Picked up the 500 Saturday, it's nice to have a GPS again. Garmin Connect seems to be okay it's got most of what I want, but I'll be looking for a better program. The battery seems to be very good and charges fast, will it be good long term? Only time will tell. The only thing that's weird is I rode a 24ish mile loop I do from home all but 2 miles is single track (Hawes, Mesa AZ) with my 305 it was showing 3400' of elevation with the 500 it only shows 2700'. Quite a difference I'd say. I've done lots of rides over 5000' elevation gain and this 24+mile loop is more than 2700' so the question is, is it defective or are they all off? What do you guys think?

Here are the links to the two rides. I added a little rode to the end of the ride yesterday cause I wanted to ride linger. And yes I was in better shape last year.

http://connect.garmin.com/activity/23057434
http://connect.garmin.com/activity/18032602


----------



## The_Boy (Sep 15, 2005)

lanpope said:


> How useful is the "course" function in the 500?
> 
> One of the main reasons that I want a GPS unit is to be able to ride other peoples routes from MMR or similar in new areas of the country when I travel.
> 
> ...


Loading someone else's route and being able to follow it on a trail I've never ridden is the main/only reason I've started researching GPS devices.

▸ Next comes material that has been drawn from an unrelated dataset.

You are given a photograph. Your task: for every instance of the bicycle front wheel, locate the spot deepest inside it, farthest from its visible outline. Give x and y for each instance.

Is that what this "course" function is? And is it not a common feature on most GPS devices?


----------



## slocaus (Jul 21, 2005)

The_Boy said:


> Loading someone else's route and being able to follow it on a trail I've never ridden is the main/only reason I've started researching GPS devices. Is that what this "course" function is? And is it not a common feature on most GPS devices?


You can do it as a "course", but uploading it as a "route" is simpler and easier. The fitness GPSes use courses, a regular mapping GPS does not usually. They are almost the same thing in reality, unless you want to "race" yourself, and then you need to add it to a course to a fitness GPS.


----------



## lanpope (Jan 6, 2004)

slocaus said:


> You can do it as a "course", but uploading it as a "route" is simpler and easier. The fitness GPSes use courses, a regular mapping GPS does not usually. They are almost the same thing in reality, unless you want to "race" yourself, and then you need to add it to a course to a fitness GPS.

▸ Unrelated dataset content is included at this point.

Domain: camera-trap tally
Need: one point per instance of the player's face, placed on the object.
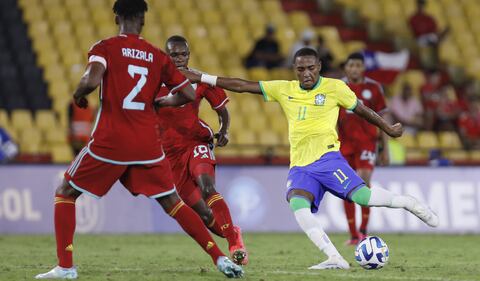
(307, 69)
(354, 69)
(179, 53)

I have not been able to "upload" any type of pre-planned or downloaded ride as a "route" in the 205 and 305 that I have been playing with.

It is easy to upload the ride as a "course" and then follow it. I have even gotten it to give me turn ques with Bikeroutetoaster "courses", but I can get nothing into the "routes" portion of the GPS.

From reading the manual...it looks like "routes" only navigate you from premarked location to premarked location "as the crow flies". Not very useful on the 205/305 if you ask me.

Edge 500 and 705 may be different...I've not played with them.

LP


----------



## funkydrum (Mar 10, 2007)

Just bought and raced the 500 last weekend. I'm a 305 user but was on my 2nd reconditioned unit (auto-off in the rock-gardens, Lap/Reset button non-functional). Here's a few thoughts:

- Boot time was comparable
- Liked the % charged indicator instead of "Charging in Progress"
- All buttons are rubber-covered (vs. the lap and start/stop on the 305)
- Menus just as or slightly more intuitive as 305
- Better mount. O-ring lifespan questionable but easy, plus extras included.
- Unclear whether the temp. data is stored or just real-time.

I'm happy as it's smaller and I never used the mapping functions of the 305. The claimed longer battery life will be a plus on the 6-hr races and epic rides.


----------